Я помню, как смеялся надо мной Хармс за то, что в «Карете с приключениями» в одном рассказике написал я, сам того не заметив, слово «моментально». Он даже стихи сочинил — забыл одну строчку. Примерно так: «Иван Иваныч подскочил, моментально обмочил, (забытая строчка) и обратно
[3]
Статья Разумовского «Драматург и театр» была напечатана в «Ленинградской правде», 1954, 8 декабря.
С
Сукова Татьяна Викторовна, [0] — артистка Театра комедии и режиссер, ее самодеятельная труппа при Выборгском Доме культуры прославилась на весь Союз. Ходит мужской походкой, движения угловаты. Играет характерные роли. Человек подчеркнуто прямой. Умышленно прямой. Личного счастья не видала, однако не сдается. Выстроила себе домик в Токсово на перешейке между двумя озерами. Выходит навстречу друзьям в ватнике и брюках, заправленных в сапоги. В руках садовые ножницы или лопата. Сапоги блестят, промокли в сырой траве. За ней два жесткошерстных фокса, потерявшие голову от такой радости: чужие приехали, можно отвести душу, и они задыхаются от лая. Георгины теснятся на клумбе, поднимают свои роскошные пустые головы. Холодная вода, мокрая трава, осень близко, но Татьяна Викторовна весела. Работает. Я очень любил ее мать, Надежду Всеволодовну [1] . Я познакомился с нею в Сталинабаде. Ей было сильно за восемьдесят — она из первого выпуска женщин — врачей. Несмотря на возраст свой, сохранила она голову вполне ясную. Круг ее знакомств был необыкновенно велик. Она кончала курсы вместе с Линтваревой [2] , упоминаемой часто в письмах Чехова. Усмехнувшись, Надежда Всеволодовна махнула рукой и сказала пренебрежительно: «Влюблена была в Чехова. Впрочем, она вечно влюблялась». Но тут же похвалила ее и всю семью Линтваревых [3] . Хорошие люди. И с самим Чеховым была знакома Надежда Всеволодовна. Встречала у Сувориных [4] . И я не могу себе простить, что так и не собрался расспросить ее о людях, которых она узнала за долгую свою жизнь. По роду своей работы встречала она самых разнообразных людей. И она рассказывала хорошо и охотно. А я все откладывал. Так и не успел.
[0]
Сукова Татьяна Викторовна (1899–1968) — артистка, режиссер. С 1937 по 1959 г. — в труппе Театра комедии. Исполнительница ролей в спектаклях по пьесам Шварца.
[1]
Сукова Надежда Всеволодовна (1862—?) — врач — гинеколог. С 1898 по 1928 г. работала врачом в Дирекции бывш. императорских театров.
[2]
Линтварева Елена Михайловна (1859–1922) — врач, близкая знакомая семьи Чеховых.
[3]
Линтваревы — владельцы имения Лука близ г. Сумы Харьковской губ., где Чеховы жили на даче.
[4]
Суворины — семья журналиста, драматурга, издателя газеты «Новое время», организатора драматического театра в Петербурге Алексея Сергеевича Суворина (1834–1912).

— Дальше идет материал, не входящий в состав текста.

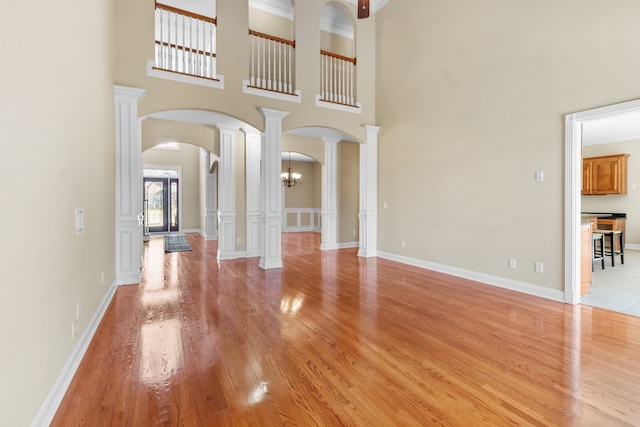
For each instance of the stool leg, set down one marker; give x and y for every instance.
(613, 250)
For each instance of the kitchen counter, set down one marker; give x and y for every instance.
(608, 215)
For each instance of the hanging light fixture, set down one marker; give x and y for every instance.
(290, 179)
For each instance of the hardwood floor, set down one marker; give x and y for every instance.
(333, 339)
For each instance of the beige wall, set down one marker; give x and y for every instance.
(270, 24)
(57, 155)
(336, 44)
(348, 191)
(471, 103)
(304, 195)
(134, 43)
(628, 203)
(188, 160)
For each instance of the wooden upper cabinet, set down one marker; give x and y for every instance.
(604, 175)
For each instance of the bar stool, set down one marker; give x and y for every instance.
(613, 252)
(597, 251)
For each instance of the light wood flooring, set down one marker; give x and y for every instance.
(333, 339)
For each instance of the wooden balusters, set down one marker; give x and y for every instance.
(271, 63)
(185, 42)
(337, 78)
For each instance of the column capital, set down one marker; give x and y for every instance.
(331, 140)
(371, 129)
(227, 128)
(269, 113)
(250, 130)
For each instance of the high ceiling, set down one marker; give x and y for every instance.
(624, 127)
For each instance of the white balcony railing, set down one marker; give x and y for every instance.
(337, 78)
(185, 42)
(272, 61)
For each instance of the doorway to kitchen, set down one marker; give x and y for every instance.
(575, 126)
(161, 200)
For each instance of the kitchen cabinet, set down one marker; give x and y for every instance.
(604, 175)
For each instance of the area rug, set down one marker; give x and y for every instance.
(176, 243)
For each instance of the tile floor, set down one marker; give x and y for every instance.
(617, 288)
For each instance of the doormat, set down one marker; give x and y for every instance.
(176, 243)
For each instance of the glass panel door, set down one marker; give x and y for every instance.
(173, 195)
(156, 194)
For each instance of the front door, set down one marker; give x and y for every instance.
(161, 195)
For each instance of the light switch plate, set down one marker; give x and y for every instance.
(79, 221)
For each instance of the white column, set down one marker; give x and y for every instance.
(209, 173)
(252, 171)
(227, 193)
(369, 193)
(330, 194)
(271, 191)
(129, 220)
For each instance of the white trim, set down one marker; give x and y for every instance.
(297, 98)
(348, 245)
(487, 279)
(340, 107)
(49, 407)
(573, 175)
(184, 78)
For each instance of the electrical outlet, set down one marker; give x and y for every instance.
(79, 221)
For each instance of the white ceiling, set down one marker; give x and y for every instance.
(625, 127)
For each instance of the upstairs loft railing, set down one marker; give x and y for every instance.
(271, 63)
(337, 78)
(185, 42)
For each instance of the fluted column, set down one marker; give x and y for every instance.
(252, 170)
(369, 193)
(227, 193)
(271, 191)
(330, 195)
(129, 219)
(209, 182)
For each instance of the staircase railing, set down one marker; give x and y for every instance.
(337, 78)
(272, 62)
(185, 42)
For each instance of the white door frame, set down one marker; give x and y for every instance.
(573, 185)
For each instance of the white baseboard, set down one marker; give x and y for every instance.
(514, 285)
(348, 245)
(49, 407)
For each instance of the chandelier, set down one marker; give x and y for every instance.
(290, 179)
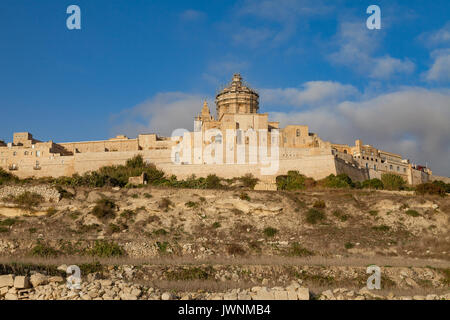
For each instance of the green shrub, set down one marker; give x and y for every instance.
(105, 249)
(340, 215)
(213, 182)
(8, 222)
(392, 181)
(160, 232)
(339, 181)
(6, 177)
(313, 216)
(412, 213)
(51, 211)
(249, 181)
(162, 246)
(165, 204)
(104, 209)
(235, 250)
(319, 204)
(189, 274)
(381, 228)
(128, 214)
(27, 200)
(373, 212)
(373, 184)
(349, 245)
(442, 184)
(297, 250)
(431, 188)
(270, 232)
(191, 204)
(244, 196)
(44, 251)
(292, 181)
(114, 228)
(63, 193)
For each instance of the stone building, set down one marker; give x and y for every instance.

Миша Слонимский [0] для меня — вне суда, вне определения, вне описания. Он был со мной в те трудные, то темные, то ослепительные времена, когда выбирался я из полного безобразия и грязи — к свету. Грязь и безобразие — это конец Театральной мастерской, неуспех Холодовой, что и я принял, и она заставила меня пережить хуже любого личного несчастья. Потребность веры — и полная пустота в душе. Полное отсутствие заработка. Полная неуверенность в себе. И рядом с этим — безумная, безрассудная, увлекающая других веселость. Доходящая до вдохновения. Отсюда — знакомство и дружба со Слонимским и Лунцем, да и почти всеми «серапионовыми братьями» [1] . В Доме искусств устраивались вечера, где мы ставили так называемые кинокартины. В качестве актеров действовали зрители. Те, кого я называл. Сценарии писал Лунц, но я отступал от них, охваченный безрассудным, отчаянным и утешительным вдохновением. Каждый, кого я называл, выходил и действовал. Оставались нетронутыми зрители солидные и взрослые. Замятин [2] , Ахматова, Корней Чуковский, Волынский [3] , Шишков, Мариэтта Шагинян [4] и другие. Ольга Форш, когда писала книгу «Сумасшедший корабль» [5] , вспомнила эти вечера и изобразила меня под именем Геня Чёрн. Доброжелательно, но непохоже. «Сумасшедший корабль» — это тогдашний Дом искусств, помещавшийся на Мойке в особняке Елисеева. Будь времена более ясные и будь мы постарше (впрочем, мне уже исполнилось 25 лет) — положение, что занял я при писателях, могло бы казаться унизительным. Из любви к литературе развлекал я литераторов. Но я не веселил, а веселился. И все остальные — со мной. И Миша Слонимский в случае особенно удачного вечера говорил: «Чего вы удивляетесь? Очередная вспышка гениальности, да и все тут». И эти вечера были для меня спасением.
[0]
Слонимский Михаил Леонидович (1897–1972) — писатель. Друг Шварца, автор воспоминаний о нем.
[1]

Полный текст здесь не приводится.